Le 8 août 2018, malgré la pluie et le froid, les rues de l’Argentine étaient parsemées de bleu et de vert. Euphorie pour certains, défaite cuisante pour les autres, le projet de loi visant à légaliser l’avortement s’est arrêté court suite à un vote défavorable du Sénat. Il avait été proposé le 6 mars, débattu pour la première fois et approuvé par la chambre des députés le 14 juin : une première victoire pour un texte qui avait déjà été proposé six fois depuis 2007, sans jamais atteindre la phase de discussion.

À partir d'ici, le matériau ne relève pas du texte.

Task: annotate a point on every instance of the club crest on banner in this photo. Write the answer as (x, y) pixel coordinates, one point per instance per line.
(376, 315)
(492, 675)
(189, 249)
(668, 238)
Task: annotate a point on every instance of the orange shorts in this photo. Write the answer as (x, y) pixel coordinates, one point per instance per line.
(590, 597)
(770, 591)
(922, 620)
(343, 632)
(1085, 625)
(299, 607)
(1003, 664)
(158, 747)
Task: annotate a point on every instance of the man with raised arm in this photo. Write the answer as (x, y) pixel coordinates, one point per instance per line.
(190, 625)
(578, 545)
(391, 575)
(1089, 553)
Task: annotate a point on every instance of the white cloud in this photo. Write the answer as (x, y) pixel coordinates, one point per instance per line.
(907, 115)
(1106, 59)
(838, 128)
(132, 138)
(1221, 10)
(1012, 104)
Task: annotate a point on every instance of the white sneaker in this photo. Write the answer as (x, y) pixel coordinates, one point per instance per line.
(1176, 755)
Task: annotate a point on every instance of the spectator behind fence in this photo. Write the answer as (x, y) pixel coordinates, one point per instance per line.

Jusqu’alors, le sujet de l’interruption volontaire de grossesse (IVG) était consciencieusement évité par la plupart des représentants politiques, qui s’accordaient tous pour clamer en chœur : “ce n’est pas le moment”. Ce fut le cas de la plupart de ceux qui aujourd’hui défendent le projet. En 2003, alors que Cristina Fernández de Kirchner était première dame, elle avait été questionnée sur ce point par une avocate française : “les sociétés avancent à leur rythme et je ne crois pas que l’Argentine soit prête pour ça”, avait-t-elle répondu, avant de se déclarer personnellement opposée à la légalisation. En 2018, devenue sénatrice après ses deux mandats présidentiels, elle déclare avoir changé de position et soutient résolument le projet législatif.

Si le sujet divise toujours autant, il est devenu inévitable. Un an après la défaite, dans le métro de Buenos Aires, les foulards verts sont toujours accrochés aux sacs à dos, occasionnellement aux cheveux et aux porte-clefs. Cette véritable “vague verte” tarde à refluer. Elle a surfé sur celle du féminisme, dans toutes les bouches depuis les manifestations massives du Ni Una Menos (“pas une de moins”). Ce mouvement né en 2015 contre les violences sexistes avait propulsé l’Argentine sur le devant de la scène du féminisme international. Aujourd’hui, la “révolution des filles” a rejoint celle des mères, pionnières qui menaient un combat moins fructueux depuis les années quatre-vingt. Les foulards bleu ciel, symbole des opposants, se font plus discrets, confortés peut être par leur victoire.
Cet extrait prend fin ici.